The other night I dreamed of two young pigs, which I don’t think I’ve ever done before. One was mostly black, the other mostly pink, and they were about two feet long. I’m first struck by the fact that there were two of them, since “twins” or doubles in dreams often represent something new coming into conscious awareness. This is reinforced by the fact that they were two feet long.
Pigs, for me, are complex symbols. They’re associated linguistically with gluttony, and are associated often with dirt and filth. Yet in the dream, they were more like pets, snuggling together on a bed taking a nap, so the gluttony and filth don’t create much of an “aha” for me.
Pigs are also highly intelligent animals, one of the most intelligent that we humans regularly raise for food. So they offer the complexity of being both pets in the dream and so representing unconditional love, but also potential food sources, which in a dream would symbolize non-physical nourishment. (For an interesting article on eating in dreams, see Jeremy Taylor’s post at Psychology Today http://www.psychologytoday.com/blog/the-wisdom-your-dreams/201101/eating-in-dreams).
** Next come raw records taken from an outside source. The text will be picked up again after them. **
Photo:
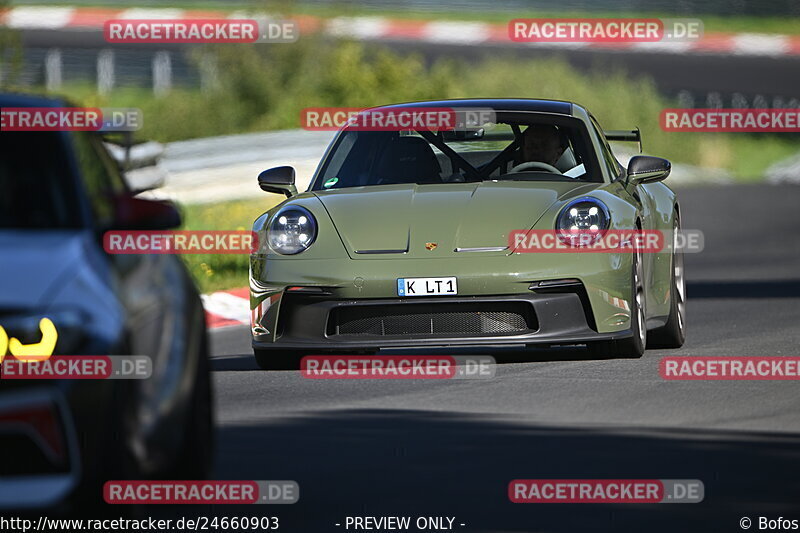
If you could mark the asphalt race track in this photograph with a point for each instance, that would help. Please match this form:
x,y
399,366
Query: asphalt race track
x,y
450,448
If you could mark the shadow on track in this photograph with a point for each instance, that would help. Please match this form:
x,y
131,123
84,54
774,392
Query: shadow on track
x,y
785,288
412,463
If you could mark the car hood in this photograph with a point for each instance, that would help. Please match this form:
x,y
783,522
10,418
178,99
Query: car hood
x,y
379,222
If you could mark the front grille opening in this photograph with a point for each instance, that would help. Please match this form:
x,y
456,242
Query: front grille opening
x,y
438,319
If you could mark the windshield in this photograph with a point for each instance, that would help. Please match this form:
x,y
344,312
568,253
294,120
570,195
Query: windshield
x,y
37,192
521,148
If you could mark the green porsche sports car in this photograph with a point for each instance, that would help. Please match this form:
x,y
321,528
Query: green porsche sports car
x,y
404,239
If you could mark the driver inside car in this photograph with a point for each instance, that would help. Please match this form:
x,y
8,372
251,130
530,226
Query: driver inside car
x,y
541,144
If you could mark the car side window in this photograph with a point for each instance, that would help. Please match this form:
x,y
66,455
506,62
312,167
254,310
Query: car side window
x,y
100,176
608,156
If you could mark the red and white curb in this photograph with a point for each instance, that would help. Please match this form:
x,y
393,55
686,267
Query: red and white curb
x,y
381,28
227,308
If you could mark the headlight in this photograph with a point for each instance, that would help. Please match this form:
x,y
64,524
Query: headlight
x,y
292,230
69,329
582,221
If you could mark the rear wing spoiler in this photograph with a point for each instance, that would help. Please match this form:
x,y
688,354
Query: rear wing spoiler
x,y
625,136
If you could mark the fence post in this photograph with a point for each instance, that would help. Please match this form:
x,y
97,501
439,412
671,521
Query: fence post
x,y
53,69
162,73
105,71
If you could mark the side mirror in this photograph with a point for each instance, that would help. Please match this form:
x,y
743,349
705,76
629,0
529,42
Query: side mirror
x,y
139,214
279,180
647,169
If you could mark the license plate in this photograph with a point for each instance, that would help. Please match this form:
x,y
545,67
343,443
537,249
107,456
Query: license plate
x,y
426,286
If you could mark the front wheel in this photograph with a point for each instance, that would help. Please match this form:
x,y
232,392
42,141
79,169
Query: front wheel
x,y
673,333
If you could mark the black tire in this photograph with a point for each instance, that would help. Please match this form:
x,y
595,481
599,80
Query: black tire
x,y
632,347
278,359
673,333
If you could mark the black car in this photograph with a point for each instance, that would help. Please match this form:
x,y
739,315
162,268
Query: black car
x,y
61,440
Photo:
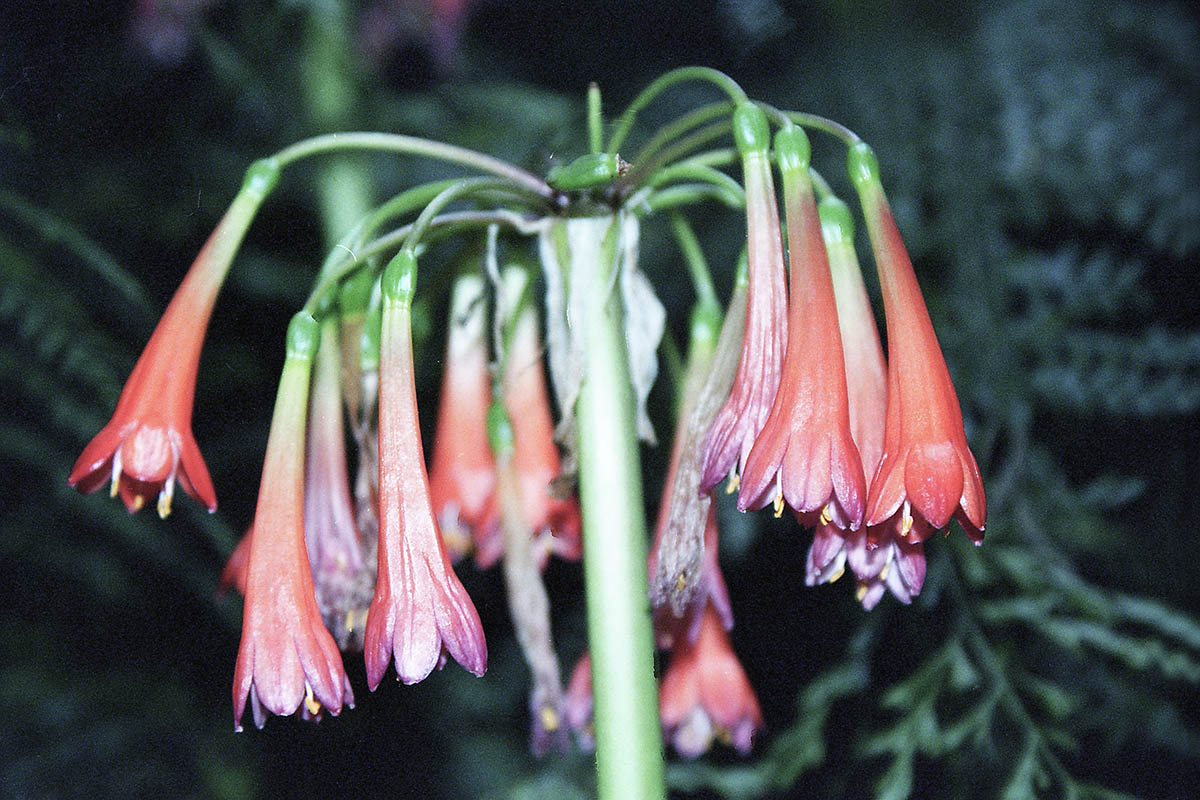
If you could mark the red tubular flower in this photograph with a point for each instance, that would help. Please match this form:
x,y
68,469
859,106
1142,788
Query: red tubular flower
x,y
805,453
420,609
744,413
927,473
553,519
705,692
148,444
287,656
462,476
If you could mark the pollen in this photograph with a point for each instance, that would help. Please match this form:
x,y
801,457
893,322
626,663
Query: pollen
x,y
311,702
549,719
906,519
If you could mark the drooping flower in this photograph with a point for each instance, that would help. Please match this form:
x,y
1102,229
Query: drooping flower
x,y
462,475
553,518
343,583
738,422
805,452
706,695
148,445
877,558
286,657
420,611
927,473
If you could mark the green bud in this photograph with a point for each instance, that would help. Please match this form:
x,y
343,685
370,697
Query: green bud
x,y
705,323
370,338
863,166
750,128
837,223
304,336
499,429
400,278
792,149
262,176
355,293
586,172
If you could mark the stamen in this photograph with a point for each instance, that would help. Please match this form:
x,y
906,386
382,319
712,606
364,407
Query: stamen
x,y
310,702
549,717
113,487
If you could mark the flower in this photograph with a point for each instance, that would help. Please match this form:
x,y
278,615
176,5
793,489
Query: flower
x,y
148,444
286,657
805,452
342,578
738,422
553,519
927,473
462,476
879,559
706,693
420,611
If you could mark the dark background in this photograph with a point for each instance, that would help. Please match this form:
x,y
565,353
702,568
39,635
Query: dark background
x,y
1042,158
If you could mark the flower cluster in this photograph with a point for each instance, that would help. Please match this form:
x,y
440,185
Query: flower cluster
x,y
791,398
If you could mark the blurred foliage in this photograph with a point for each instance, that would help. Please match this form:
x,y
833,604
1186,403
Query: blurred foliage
x,y
1042,160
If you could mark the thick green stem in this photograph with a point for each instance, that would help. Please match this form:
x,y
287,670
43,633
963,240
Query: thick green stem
x,y
629,743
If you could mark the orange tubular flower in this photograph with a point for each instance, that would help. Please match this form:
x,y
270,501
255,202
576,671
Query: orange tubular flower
x,y
148,444
705,692
286,657
805,453
555,521
462,476
420,609
744,413
927,473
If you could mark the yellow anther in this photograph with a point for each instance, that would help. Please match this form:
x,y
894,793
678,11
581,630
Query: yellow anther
x,y
311,702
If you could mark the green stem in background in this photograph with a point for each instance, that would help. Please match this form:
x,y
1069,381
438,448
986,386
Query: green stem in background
x,y
697,265
689,194
417,146
690,170
629,741
625,124
681,126
595,119
825,125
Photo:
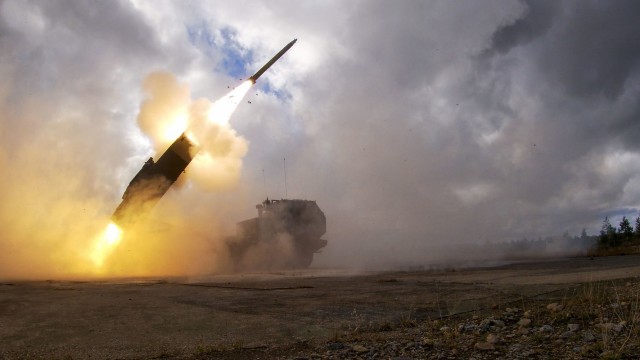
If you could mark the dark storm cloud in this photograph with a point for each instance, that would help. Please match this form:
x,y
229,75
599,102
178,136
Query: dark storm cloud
x,y
536,20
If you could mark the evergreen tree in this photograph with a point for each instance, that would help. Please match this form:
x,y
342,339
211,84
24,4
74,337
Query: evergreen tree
x,y
626,231
608,236
583,234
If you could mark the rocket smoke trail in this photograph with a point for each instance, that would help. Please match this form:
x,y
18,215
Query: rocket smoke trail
x,y
155,178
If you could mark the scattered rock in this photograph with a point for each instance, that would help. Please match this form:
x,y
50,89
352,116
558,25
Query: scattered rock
x,y
566,335
524,322
546,328
427,342
497,323
359,349
555,307
588,336
484,346
610,326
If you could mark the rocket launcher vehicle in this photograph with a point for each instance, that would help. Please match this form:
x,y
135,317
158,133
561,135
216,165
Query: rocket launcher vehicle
x,y
156,177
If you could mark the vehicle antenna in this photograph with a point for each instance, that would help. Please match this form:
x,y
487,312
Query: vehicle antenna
x,y
264,183
284,161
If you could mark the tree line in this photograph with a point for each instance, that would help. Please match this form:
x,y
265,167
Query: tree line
x,y
624,234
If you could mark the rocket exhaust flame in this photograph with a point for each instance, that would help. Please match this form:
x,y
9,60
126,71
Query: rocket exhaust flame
x,y
155,178
106,242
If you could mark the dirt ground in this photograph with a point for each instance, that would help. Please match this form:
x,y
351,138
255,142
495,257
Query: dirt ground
x,y
188,317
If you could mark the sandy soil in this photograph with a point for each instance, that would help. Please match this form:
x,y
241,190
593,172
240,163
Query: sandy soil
x,y
179,317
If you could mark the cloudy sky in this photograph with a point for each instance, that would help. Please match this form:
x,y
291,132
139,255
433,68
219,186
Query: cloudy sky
x,y
412,123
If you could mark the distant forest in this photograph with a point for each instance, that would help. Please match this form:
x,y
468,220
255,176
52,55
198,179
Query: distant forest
x,y
623,235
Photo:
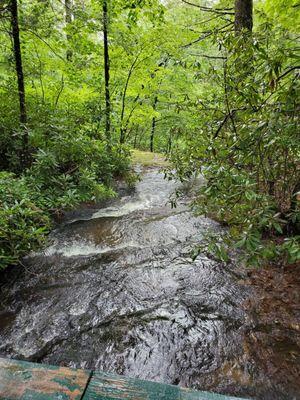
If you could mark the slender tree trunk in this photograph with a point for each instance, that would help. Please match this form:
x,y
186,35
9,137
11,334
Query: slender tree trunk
x,y
122,127
20,73
18,60
243,15
106,74
68,19
153,126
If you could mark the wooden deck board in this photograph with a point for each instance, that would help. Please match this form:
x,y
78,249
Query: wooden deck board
x,y
105,386
29,381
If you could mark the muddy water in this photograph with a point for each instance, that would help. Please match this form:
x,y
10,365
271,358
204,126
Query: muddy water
x,y
117,290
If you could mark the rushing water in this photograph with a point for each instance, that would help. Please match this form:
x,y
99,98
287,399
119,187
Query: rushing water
x,y
117,290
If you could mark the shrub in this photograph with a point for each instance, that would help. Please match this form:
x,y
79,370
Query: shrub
x,y
22,224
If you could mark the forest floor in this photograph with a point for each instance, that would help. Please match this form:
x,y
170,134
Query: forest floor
x,y
148,159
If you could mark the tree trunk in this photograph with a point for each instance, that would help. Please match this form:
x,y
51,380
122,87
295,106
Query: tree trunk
x,y
68,19
106,73
19,72
153,126
243,15
18,60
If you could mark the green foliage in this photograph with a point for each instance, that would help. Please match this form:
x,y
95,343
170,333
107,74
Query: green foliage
x,y
23,224
247,145
221,104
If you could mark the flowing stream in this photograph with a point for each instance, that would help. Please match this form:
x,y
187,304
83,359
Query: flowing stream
x,y
117,290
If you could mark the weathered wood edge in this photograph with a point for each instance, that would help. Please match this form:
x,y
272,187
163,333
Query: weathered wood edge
x,y
31,381
108,386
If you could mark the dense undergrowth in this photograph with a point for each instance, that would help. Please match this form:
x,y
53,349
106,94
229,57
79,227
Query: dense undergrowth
x,y
67,167
218,94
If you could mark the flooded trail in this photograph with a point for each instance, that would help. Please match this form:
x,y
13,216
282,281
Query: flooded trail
x,y
117,290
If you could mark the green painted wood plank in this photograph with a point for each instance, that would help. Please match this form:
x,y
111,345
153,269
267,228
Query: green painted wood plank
x,y
30,381
105,386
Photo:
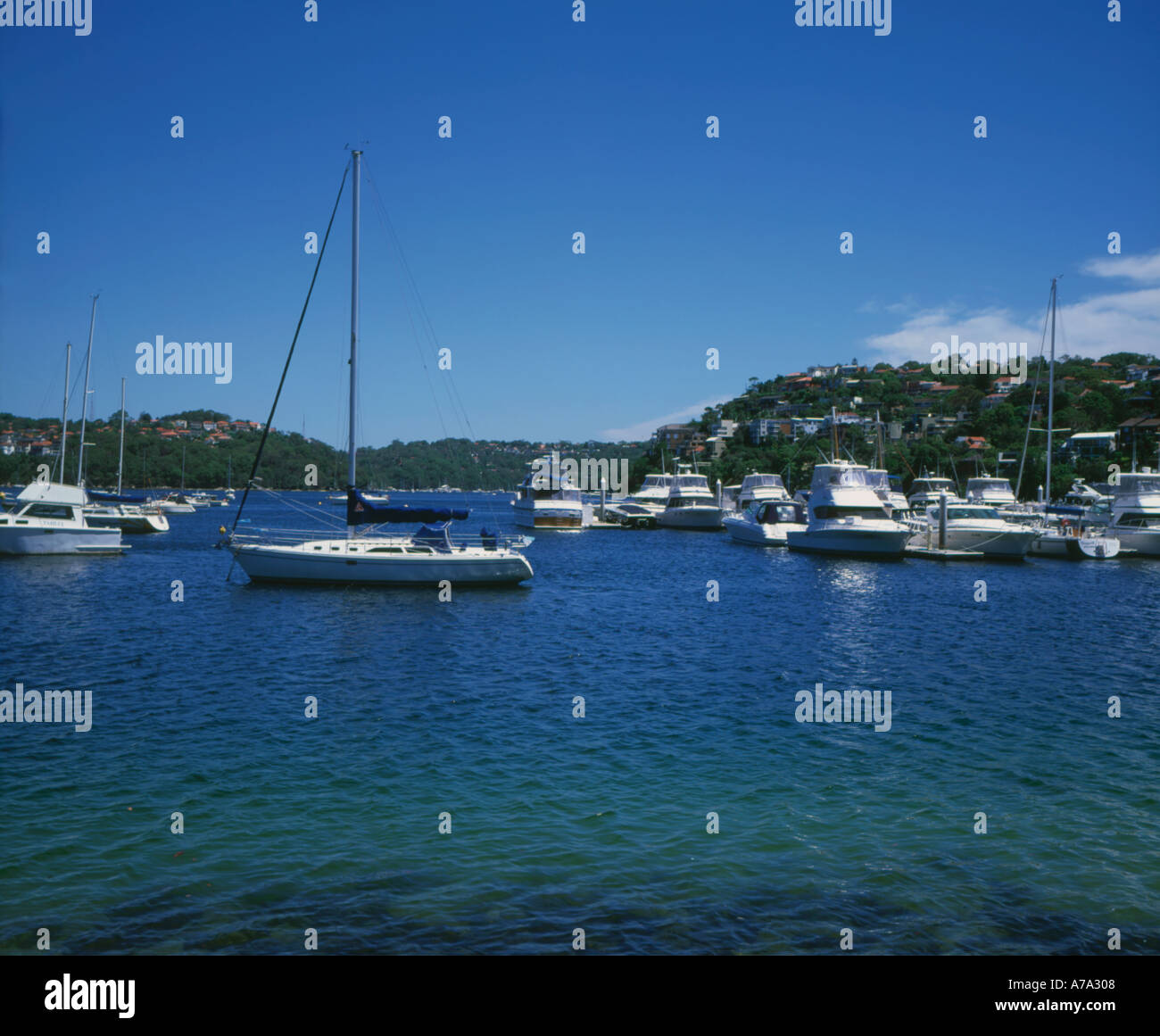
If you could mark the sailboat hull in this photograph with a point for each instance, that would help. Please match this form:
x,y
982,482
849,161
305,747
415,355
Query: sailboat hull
x,y
335,561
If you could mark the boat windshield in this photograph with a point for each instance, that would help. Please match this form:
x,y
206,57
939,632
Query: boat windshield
x,y
769,514
970,513
846,476
990,484
1139,484
830,510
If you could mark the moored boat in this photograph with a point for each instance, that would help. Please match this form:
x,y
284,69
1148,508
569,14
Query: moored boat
x,y
766,524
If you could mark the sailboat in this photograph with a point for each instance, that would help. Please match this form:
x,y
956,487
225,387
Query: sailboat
x,y
130,514
1068,540
424,559
47,518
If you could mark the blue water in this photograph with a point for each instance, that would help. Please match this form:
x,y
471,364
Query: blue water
x,y
558,823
Archetypally, pigs are associated with abundance, growing from two-pound babies to 300-400 pound adults. The pigs in my dream are young, so perhaps represent abundance that isn’t yet in its fullness. According to the Taschen Book of Symbols, “The expeditious habits of the pig resemble the moral neutrality attributed to nature, for whom creativity and destruction, order and disorder are simply aspects of her eternal round.”
Perhaps my dream suggests that I need to come to peace with the paradox of living.